Advanced pneumatic compression for treatment of lymphedema of the head and neck: a randomized wait-list controlled trial
Authors: Sheila H. Ridner, Mary S. Dietrich, Jie Deng, Sandra L. Ettema & Barbara Murphy
Lymphedema associated with head and neck cancer (HNC) therapy causes adverse clinical outcomes. Standard treatment includes professionally administered complete decongestive therapy (CDT). Cost and availability of trained therapists are known barriers to therapy. Advanced pneumatic compression devices (APCD) may address these issues. A randomized, wait-list controlled trial was undertaken to evaluate an APCD in post-treatment HNC patients with lymphedema.
Material and methods:
Eligible patients had completed treatment for HNC, were disease free, and had lymphedema at enrollment. Participants were randomized to wait-list lymphedema self-management (standard of care) or lymphedema self-management plus the use of the APCD bid. Safety (CTCAE V4.0) and feasibility were primary endpoints; secondary endpoints included efficacy measure by objective examination and patient reported outcomes (symptoms, quality of life, function), adherence barriers, and satisfaction. Assessments were conducted at baseline and weeks 4 and 8.

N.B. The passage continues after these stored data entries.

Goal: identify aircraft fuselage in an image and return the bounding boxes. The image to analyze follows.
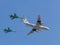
[34,25,49,30]
[25,23,49,30]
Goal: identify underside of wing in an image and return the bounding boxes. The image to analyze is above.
[27,28,36,35]
[36,15,42,25]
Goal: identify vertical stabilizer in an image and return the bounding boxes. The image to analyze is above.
[21,16,29,23]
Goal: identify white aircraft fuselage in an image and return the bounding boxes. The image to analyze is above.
[24,22,49,31]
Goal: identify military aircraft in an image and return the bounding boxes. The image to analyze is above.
[10,13,19,20]
[21,15,49,35]
[4,27,16,33]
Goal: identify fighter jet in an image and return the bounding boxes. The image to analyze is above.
[21,15,49,35]
[4,27,16,33]
[10,13,19,20]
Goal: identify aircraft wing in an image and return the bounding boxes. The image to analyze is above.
[27,28,36,35]
[36,15,42,25]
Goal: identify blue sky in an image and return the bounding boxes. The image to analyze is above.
[0,0,60,45]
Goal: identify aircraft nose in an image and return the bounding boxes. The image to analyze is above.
[46,27,49,30]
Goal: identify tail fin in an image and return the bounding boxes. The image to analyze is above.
[21,16,29,23]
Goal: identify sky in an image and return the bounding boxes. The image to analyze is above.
[0,0,60,45]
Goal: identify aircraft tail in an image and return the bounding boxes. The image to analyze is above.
[21,16,29,23]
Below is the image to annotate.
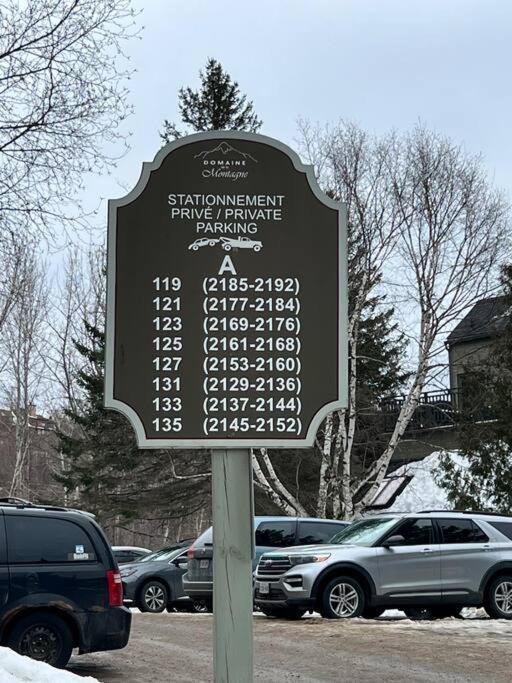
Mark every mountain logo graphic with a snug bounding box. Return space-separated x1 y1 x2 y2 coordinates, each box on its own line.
194 141 257 163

Forty-nine patients were enrolled (wait-list n = 25; intervention n = 24). In total, forty-three patients completed the study. No device-related Serious Adverse Events were reported. Most patients used the APCD once per day, instead of the prescribed twice per day, citing time related factors as barriers to use. APCD use was associated with significant improvement in perceived ability to control lymphedema (p = 0.003) and visible external swelling (front view p < 0.001, right view p = 0.004, left p = 0.005), as well as less reported pain.
This trial supports the safety and feasibility of the APCD for the treatment of secondary lymphedema in head and neck cancer patients. In addition, preliminary data supports efficacy.